Do you like nigella seeds? No, they have nothing to do with that beautiful, buxom bombshell on the Food Network. I’m talking about the little triangle-shaped seeds used in Indian cooking. What? You don’t have them available at your local Piggly Wiggly? I don’t either. So I buy them from Penzy’s.
This recipe is based on a recipe from Robert Sinskey Vineyards. These crackers combine these wonderful, black, smokey nigella seeds with poppy seeds. And what’s a cracker without cheese, right? Throw some right in.
Cracker making isn’t nearly as difficult as you might think. Set aside a couple of hours. Make yourself a nice glass of cinnamon iced tea. Turn on some music or an audio book and work away. Heck, you can even take a leisurely nap while the dough is rising. So give these Peppery Cheesy Crackers with Nigella and Poppy Seeds a whirl.
Hand-Crafted Peppery Cheesy Crackers with Nigella and Poppy Seeds
These crackers are wonderful with a roasted rustic tomato soup. They are also hearty enough to pair with an artichoke dip, baba ganouch or hummus.
1 cup warm water 1 tablespoon yeast 3 1/2 cups unbleached white flour 1 cup grated cheese, such as cheddar, monterey jack or combination 2 teaspoons nigella seeds 1 teaspoon poppy seeds 1 teaspoon sesame seeds 1/4 teaspoon pepper 4 tablespoons unsalted butter, softened at room temp olive oil coarse-grained salt corn meal
1. Mix warm water and yeast in a small bowl and set aside for 5 minutes.
2. Mix flour into a stand mixing bowl equipped with a dough hook. Mix in yeast and water combination at low speed until the dough forms into a shaggy dough.
3. Add cheese, seeds and soft butter and pepper and continue kneading until the dough is a fairly cohesive, but not tight ball–about 5 minutes.

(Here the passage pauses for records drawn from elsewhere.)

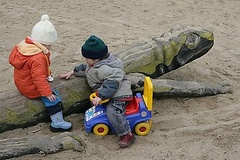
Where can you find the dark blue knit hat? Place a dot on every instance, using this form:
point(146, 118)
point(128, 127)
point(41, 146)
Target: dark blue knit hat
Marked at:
point(94, 48)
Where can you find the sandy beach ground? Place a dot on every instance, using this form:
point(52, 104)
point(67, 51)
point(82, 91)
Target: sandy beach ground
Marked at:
point(203, 128)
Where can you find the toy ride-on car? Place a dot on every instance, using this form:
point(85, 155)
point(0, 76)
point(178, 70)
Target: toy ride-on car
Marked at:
point(138, 114)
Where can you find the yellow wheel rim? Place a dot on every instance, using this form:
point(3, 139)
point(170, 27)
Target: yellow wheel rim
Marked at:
point(142, 129)
point(100, 129)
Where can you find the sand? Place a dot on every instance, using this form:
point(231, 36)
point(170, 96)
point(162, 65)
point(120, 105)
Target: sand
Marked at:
point(203, 128)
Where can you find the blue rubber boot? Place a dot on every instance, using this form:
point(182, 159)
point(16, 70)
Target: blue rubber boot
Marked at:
point(58, 124)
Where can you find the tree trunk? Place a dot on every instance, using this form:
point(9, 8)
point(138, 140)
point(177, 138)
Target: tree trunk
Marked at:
point(154, 58)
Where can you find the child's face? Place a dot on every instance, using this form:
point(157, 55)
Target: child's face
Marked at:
point(91, 62)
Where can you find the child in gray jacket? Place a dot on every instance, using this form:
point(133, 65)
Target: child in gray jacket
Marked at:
point(105, 75)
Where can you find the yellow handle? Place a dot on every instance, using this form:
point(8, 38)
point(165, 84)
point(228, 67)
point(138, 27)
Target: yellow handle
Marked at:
point(93, 95)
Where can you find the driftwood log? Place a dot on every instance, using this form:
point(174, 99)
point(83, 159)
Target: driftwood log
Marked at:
point(16, 147)
point(154, 58)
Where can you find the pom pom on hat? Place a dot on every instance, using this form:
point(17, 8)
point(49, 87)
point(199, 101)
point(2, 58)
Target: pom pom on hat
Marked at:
point(44, 32)
point(94, 48)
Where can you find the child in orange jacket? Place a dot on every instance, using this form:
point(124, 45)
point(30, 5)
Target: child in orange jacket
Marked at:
point(30, 59)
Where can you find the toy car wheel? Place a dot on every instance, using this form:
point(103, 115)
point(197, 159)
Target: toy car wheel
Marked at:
point(142, 129)
point(100, 129)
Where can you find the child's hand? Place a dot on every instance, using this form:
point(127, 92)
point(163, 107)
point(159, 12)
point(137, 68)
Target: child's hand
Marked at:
point(66, 75)
point(96, 101)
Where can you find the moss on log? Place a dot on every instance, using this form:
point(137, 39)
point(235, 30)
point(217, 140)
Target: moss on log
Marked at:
point(154, 58)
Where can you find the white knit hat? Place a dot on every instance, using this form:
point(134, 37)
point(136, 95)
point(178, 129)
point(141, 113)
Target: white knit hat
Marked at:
point(44, 32)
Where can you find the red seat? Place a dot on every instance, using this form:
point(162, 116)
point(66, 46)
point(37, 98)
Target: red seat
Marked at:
point(133, 106)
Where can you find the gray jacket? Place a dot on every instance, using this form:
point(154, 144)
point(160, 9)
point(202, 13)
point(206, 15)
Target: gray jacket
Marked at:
point(107, 78)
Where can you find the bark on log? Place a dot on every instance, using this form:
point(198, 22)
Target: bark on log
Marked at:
point(154, 58)
point(16, 147)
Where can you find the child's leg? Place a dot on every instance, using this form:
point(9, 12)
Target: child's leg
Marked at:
point(54, 110)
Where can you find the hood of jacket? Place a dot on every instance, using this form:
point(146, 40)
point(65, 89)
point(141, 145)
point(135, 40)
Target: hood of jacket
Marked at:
point(23, 51)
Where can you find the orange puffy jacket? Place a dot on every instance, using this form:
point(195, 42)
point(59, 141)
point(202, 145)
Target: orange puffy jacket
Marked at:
point(31, 68)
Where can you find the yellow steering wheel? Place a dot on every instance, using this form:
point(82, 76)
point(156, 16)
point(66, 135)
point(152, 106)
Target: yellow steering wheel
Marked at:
point(93, 95)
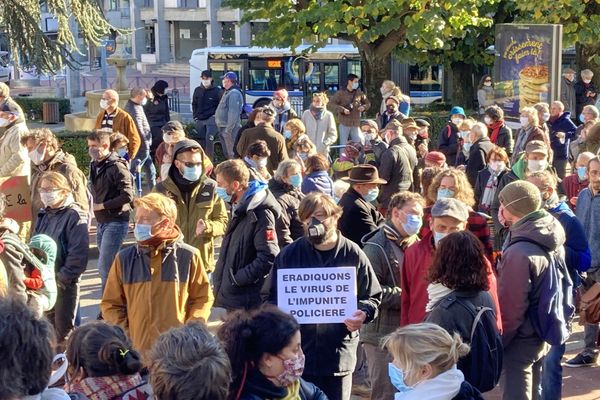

4. Gather dough into a ball with your hands and place into a large, very lightly oiled bowl. Place the bowl in a warm place and cover with a towel. Because our house is fairly cool in the fall and winter, I often use a heating pad set on medium. Let rise for about 90 minutes.
5. Preheat oven to 375 degrees.
6. Punch dough down. Divide into three working sections. Taking one section, roll it into a ball. Then, using a rolling pin, roll it out until fairly thin and about 10 – 12″ x 10 – 12″. There is no need to flour the work surface. Turn the dough over a couple of times to get an even sheet. Using a knife or decorative pastry cutter, trim the rolled-out sheet’s edges so you have a rectangle or square. Cut the rectangle/square into sections about three inches square. Gently transfer the pieces onto a baking sheet dusted lightly with corn meal. Brush lightly with olive oil and sprinkle with salt.
7. Bake the crackers for 8 to 10 minutes, flip and bake for another 8 to 10 minutes. The crackers should be golden brown and crisp. If not, cook until they are.
8. Cool crackers on a rack and proceed to work the remaining two pieces of dough in the same fashion.
9. Cool completely before storing in an air tight container.